Friday, April 13, 2012

Newspaper Comics #9

The last Newspaper comic review was focused on Get Fuzzy, a comic I promptly said was like a webcomic, with the edge taken off.  I stand by it, it is very much like a lot of webcomics I read, such as Out At Home, which has a similar feel, though as a webcomic it still has its edge.  Get Fuzzy isn't the only webcomic style comic in my paper.  There's at least 2 more, and the one I'm going to talk about today is 9 Chickweed Lane.

I'm not going to tell you it is like a webcomic, because it IS a webcomic.  That edge is still there, sharp as ever and is a delightful addition to the army of zombie and legacy comics that dominate the funny pages.  Or it would be if it wasn't stuck in amongst the classified ads.  Why is it there?  Well, a while ago they did a storyline about one of the characters as she was during World War II.  To add to the atmosphere, they made the comic black and white.  There are no black and white comics in the funny pages of my paper, so they pulled it from the funny pages because, well, they're dicks.  The comic is in color again, BTW, but it's still in the classifieds, buried amongst ads for used cars.

This hasn't stopped the comic from being it's own thing, if anything it's enhanced it.  There is something very, adult about the comic.  There's implied sex throughout, adult situations, the jokes, even the weird ones, aren't made for children to understand.  That might be part of the reason the comic hasn't returned to the funny pages either (this region is so backwards, honestly).  There's no outright nudity, no porn (soft or otherwise), and no violence either.

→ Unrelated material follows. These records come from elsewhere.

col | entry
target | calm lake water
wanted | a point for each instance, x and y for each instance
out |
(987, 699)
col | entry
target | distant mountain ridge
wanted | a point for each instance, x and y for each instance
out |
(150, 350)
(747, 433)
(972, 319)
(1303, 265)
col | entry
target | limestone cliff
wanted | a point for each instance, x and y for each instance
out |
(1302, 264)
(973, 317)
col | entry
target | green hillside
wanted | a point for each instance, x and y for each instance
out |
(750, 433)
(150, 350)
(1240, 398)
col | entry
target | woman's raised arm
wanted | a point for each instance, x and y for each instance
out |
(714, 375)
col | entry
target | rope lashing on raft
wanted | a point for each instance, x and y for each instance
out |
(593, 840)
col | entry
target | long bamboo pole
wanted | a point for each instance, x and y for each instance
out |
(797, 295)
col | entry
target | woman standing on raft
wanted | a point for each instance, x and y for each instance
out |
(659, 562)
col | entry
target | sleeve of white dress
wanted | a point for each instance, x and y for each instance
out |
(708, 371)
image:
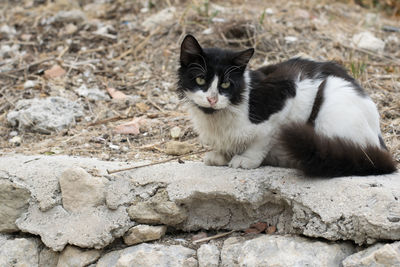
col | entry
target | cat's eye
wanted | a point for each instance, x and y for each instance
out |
(200, 81)
(225, 85)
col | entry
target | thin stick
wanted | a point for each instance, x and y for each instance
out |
(157, 162)
(116, 118)
(29, 66)
(213, 237)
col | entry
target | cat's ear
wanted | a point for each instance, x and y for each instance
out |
(242, 58)
(190, 48)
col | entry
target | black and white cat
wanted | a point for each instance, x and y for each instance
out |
(299, 113)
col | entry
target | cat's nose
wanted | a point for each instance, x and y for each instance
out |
(212, 100)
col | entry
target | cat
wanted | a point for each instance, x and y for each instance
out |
(301, 114)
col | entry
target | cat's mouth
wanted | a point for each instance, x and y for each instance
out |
(207, 110)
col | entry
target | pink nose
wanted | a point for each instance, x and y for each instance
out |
(212, 100)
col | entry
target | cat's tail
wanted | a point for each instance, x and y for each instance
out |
(318, 155)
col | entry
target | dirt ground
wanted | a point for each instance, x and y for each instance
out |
(107, 44)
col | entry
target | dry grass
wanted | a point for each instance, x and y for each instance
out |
(143, 64)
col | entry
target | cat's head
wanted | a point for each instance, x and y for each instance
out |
(212, 79)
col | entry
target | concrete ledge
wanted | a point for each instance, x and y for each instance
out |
(361, 209)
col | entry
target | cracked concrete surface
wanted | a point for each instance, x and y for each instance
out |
(362, 209)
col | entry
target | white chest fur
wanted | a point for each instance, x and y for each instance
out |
(227, 131)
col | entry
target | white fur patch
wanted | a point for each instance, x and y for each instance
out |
(344, 113)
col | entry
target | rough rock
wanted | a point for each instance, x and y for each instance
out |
(148, 255)
(378, 255)
(142, 233)
(367, 40)
(362, 209)
(44, 115)
(74, 257)
(80, 190)
(157, 210)
(91, 228)
(19, 252)
(208, 255)
(70, 16)
(277, 251)
(92, 93)
(48, 258)
(164, 17)
(177, 148)
(13, 202)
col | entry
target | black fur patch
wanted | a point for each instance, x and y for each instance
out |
(268, 94)
(318, 155)
(319, 99)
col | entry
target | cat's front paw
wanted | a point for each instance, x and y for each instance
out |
(215, 159)
(239, 161)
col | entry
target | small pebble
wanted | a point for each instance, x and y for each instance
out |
(290, 39)
(270, 230)
(13, 133)
(29, 84)
(115, 147)
(175, 132)
(176, 148)
(199, 236)
(16, 140)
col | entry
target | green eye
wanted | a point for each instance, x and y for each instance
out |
(225, 85)
(200, 81)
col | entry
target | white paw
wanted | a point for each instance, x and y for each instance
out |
(244, 162)
(215, 159)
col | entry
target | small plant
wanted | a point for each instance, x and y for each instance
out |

Artwise, the comic is good, and the artist has a lot of skill in drawing bodies.  Often there will be entire pages devoted to showing a single position of one of the characters (two of the main characters are ballet dancers) or of the cat who's owner I'm not clear about.  Faces, however, are all, well, pretty much the same.  Especially the females who all have the same structure for the head and face, which often makes identifying them difficult, though clothing helps a great deal and when it's in color, the color of the hair helps as well.  The guys don't suffer nearly as much, but they often feel far stiffer than the ladies, and when stripped of things like beards and glasses, they also look pretty much alike.

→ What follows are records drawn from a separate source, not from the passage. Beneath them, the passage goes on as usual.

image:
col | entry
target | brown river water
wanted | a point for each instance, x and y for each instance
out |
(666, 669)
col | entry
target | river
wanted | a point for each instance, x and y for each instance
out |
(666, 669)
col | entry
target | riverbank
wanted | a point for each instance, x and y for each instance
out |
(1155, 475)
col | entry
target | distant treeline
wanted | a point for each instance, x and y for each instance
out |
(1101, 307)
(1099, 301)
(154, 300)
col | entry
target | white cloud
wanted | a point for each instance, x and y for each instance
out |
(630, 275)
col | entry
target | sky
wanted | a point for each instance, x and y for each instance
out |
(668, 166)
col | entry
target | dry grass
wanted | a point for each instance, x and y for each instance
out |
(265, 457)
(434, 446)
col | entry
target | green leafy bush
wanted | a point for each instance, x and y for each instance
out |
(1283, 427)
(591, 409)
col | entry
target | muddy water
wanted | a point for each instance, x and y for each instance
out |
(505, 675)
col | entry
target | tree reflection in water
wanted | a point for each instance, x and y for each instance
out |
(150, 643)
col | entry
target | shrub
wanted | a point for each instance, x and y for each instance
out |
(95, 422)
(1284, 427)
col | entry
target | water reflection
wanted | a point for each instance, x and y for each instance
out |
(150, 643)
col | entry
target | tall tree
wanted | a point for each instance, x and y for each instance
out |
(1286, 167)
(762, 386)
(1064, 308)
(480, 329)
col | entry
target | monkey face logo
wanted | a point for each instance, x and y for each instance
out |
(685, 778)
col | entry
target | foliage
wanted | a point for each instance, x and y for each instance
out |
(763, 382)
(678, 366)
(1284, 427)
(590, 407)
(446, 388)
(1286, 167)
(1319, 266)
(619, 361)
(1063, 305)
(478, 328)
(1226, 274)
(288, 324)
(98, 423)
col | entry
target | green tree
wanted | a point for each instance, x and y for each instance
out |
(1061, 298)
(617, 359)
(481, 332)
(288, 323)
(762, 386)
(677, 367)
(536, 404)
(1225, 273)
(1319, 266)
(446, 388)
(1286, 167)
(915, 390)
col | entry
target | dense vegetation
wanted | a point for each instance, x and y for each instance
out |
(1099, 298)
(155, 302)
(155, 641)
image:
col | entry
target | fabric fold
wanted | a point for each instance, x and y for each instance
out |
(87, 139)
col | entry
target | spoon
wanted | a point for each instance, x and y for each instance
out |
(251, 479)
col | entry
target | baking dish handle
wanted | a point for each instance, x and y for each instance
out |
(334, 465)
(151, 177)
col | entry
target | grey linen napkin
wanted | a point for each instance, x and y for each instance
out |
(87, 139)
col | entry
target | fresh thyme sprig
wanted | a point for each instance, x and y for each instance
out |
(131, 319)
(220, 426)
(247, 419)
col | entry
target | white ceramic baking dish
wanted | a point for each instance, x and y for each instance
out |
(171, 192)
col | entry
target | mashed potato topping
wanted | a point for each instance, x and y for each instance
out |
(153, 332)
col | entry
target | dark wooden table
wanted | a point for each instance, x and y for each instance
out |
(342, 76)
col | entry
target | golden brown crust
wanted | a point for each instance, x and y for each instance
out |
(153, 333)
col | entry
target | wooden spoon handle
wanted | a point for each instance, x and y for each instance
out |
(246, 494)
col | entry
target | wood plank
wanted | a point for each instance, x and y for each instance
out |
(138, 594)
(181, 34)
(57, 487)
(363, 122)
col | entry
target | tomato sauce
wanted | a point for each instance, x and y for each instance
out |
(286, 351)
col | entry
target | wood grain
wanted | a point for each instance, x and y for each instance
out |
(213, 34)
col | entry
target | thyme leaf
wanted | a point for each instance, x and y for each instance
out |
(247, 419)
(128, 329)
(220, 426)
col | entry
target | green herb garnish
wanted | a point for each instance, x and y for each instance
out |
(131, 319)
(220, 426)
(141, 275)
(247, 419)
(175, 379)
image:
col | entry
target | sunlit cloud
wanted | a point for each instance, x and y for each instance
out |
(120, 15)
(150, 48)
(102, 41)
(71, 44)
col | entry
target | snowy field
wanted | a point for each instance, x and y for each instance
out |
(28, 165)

The stories though, are not alike, or even similar to many I've come across in other comics.  The first one that I remember reading is when about a nun and a priest who fell in love, left their church and had a baby.  While I'm sure this story has been out there before (it would almost have to be), I don't recall ever seeing it in a newspaper comic of any kind.  Especially not in a paper in this shockingly conservative part of the country.  The story set in WWII featured the grandmother character (when she was young) acting as a spy and falling in love (and getting pregnant) with a German prisoner of war.  The most recent story, currently has the granddaughter confronted with the fact that she is pregnant and. . .

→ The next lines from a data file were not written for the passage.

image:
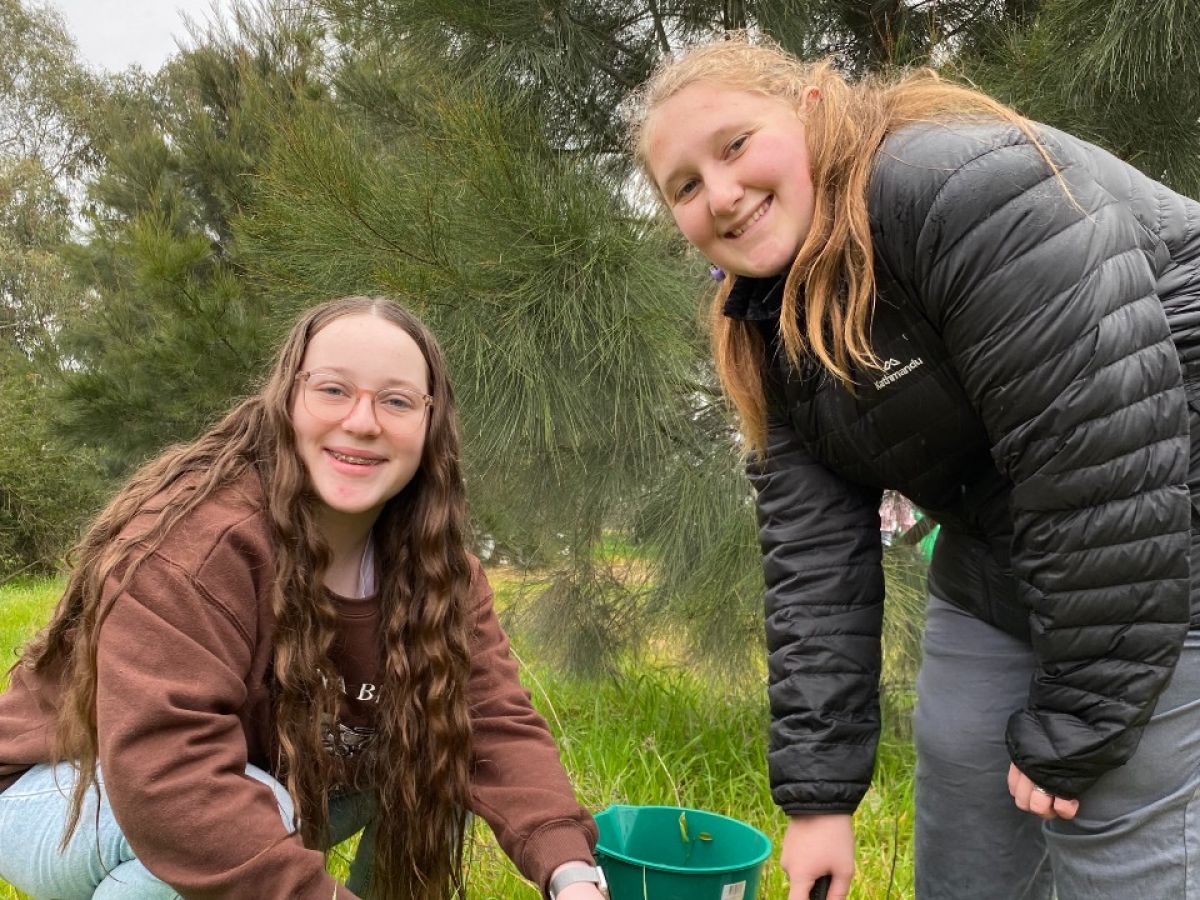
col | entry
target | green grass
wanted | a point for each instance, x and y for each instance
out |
(654, 736)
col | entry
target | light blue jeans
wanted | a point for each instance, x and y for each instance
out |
(1138, 829)
(99, 862)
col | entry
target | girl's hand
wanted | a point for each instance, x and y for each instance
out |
(581, 891)
(1030, 798)
(815, 846)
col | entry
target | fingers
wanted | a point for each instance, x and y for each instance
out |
(1031, 798)
(827, 887)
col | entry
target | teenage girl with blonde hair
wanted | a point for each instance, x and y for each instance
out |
(922, 291)
(275, 637)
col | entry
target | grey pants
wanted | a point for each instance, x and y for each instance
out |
(1138, 829)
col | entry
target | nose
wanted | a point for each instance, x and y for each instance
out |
(361, 419)
(724, 192)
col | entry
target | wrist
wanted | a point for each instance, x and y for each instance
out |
(576, 880)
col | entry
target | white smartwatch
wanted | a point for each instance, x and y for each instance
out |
(573, 874)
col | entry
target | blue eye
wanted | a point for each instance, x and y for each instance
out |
(687, 189)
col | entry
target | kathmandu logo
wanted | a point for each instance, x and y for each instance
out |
(893, 371)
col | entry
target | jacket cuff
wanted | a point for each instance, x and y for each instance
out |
(553, 844)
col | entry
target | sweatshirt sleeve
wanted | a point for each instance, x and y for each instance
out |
(1049, 312)
(172, 663)
(519, 784)
(822, 563)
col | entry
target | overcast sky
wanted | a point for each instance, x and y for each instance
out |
(115, 34)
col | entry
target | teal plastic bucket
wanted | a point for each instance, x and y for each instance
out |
(676, 853)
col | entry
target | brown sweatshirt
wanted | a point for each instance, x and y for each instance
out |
(183, 705)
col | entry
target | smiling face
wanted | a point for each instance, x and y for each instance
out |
(359, 463)
(733, 169)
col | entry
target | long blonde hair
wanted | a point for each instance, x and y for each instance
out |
(834, 265)
(420, 761)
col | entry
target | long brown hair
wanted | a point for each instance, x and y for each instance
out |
(420, 761)
(834, 265)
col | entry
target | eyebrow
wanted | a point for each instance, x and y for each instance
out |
(388, 385)
(718, 137)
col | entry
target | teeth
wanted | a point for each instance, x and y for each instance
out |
(757, 214)
(355, 460)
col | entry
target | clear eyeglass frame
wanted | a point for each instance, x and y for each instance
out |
(334, 408)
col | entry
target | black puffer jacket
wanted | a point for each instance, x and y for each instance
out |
(1032, 402)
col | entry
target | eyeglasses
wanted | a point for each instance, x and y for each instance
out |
(331, 397)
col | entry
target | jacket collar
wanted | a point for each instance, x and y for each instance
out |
(755, 299)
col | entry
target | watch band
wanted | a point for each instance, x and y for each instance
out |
(573, 874)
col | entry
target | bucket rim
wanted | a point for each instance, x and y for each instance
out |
(677, 869)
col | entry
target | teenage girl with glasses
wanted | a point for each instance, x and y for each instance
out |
(275, 637)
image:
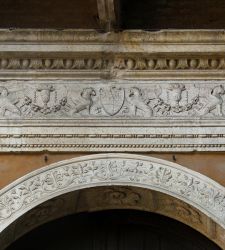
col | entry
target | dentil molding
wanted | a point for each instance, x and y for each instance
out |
(80, 90)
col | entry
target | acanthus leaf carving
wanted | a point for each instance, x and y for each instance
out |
(188, 186)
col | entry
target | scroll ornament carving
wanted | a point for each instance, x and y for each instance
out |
(186, 185)
(126, 100)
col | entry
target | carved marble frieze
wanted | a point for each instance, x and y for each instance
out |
(77, 90)
(112, 115)
(112, 169)
(108, 99)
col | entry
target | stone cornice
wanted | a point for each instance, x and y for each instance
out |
(133, 36)
(133, 83)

Suddenly I see a pattern here.  Probably just happenstance, honestly, as there have been other stories that don't involved people getting pregnant, these just stand out because how often do stories like this actually show up in comics?  I know Blondie did it, they wouldn't have kids otherwise but that was 50 years ago, and has For Better or Worse done it, but recently?  Within the last 20 years?  I can't think of one.  9 Chickweed Lane did 3 in the last 6 years.

And it's not taken lightly, or as if the entire thing is a joke, though small jokes are made.  It's serious, life changing, life shattering things.  At the same time, they continue to live.  The most recent story does feature the main character, a ballet dancer and model, becoming pregnant, but there's also some evidence that she's about to be fired from both jobs.  Her life will completely change, and she only knows half of it.  When the other shoe drops, it will hit with a shattering thud.

The comic will change, and change hard.  What happens next, I don't know, it's a comic that can't be predicted as easily as the rest of the comics.  Get Fuzzy will still have Bucky and Satchel next week.  For Better or Worse is almost in zombie mode at this point.  Even one of the other quasi-webcomic newspaper comics is reasonably predictable.  9 Chickweed Lane is not, and that's part of the fun and interest it holds for me.

So there it is, a webcomic in print form.  I hope it's not alone (there is another that is kind of a webcomic).  It should be noted that 9 Chickweed Lane does have a spinoff/cousin that IS a webcomic, Pigborn.  I have never read it, and likely never will.  After all, I have the print version, and that's good enough for me.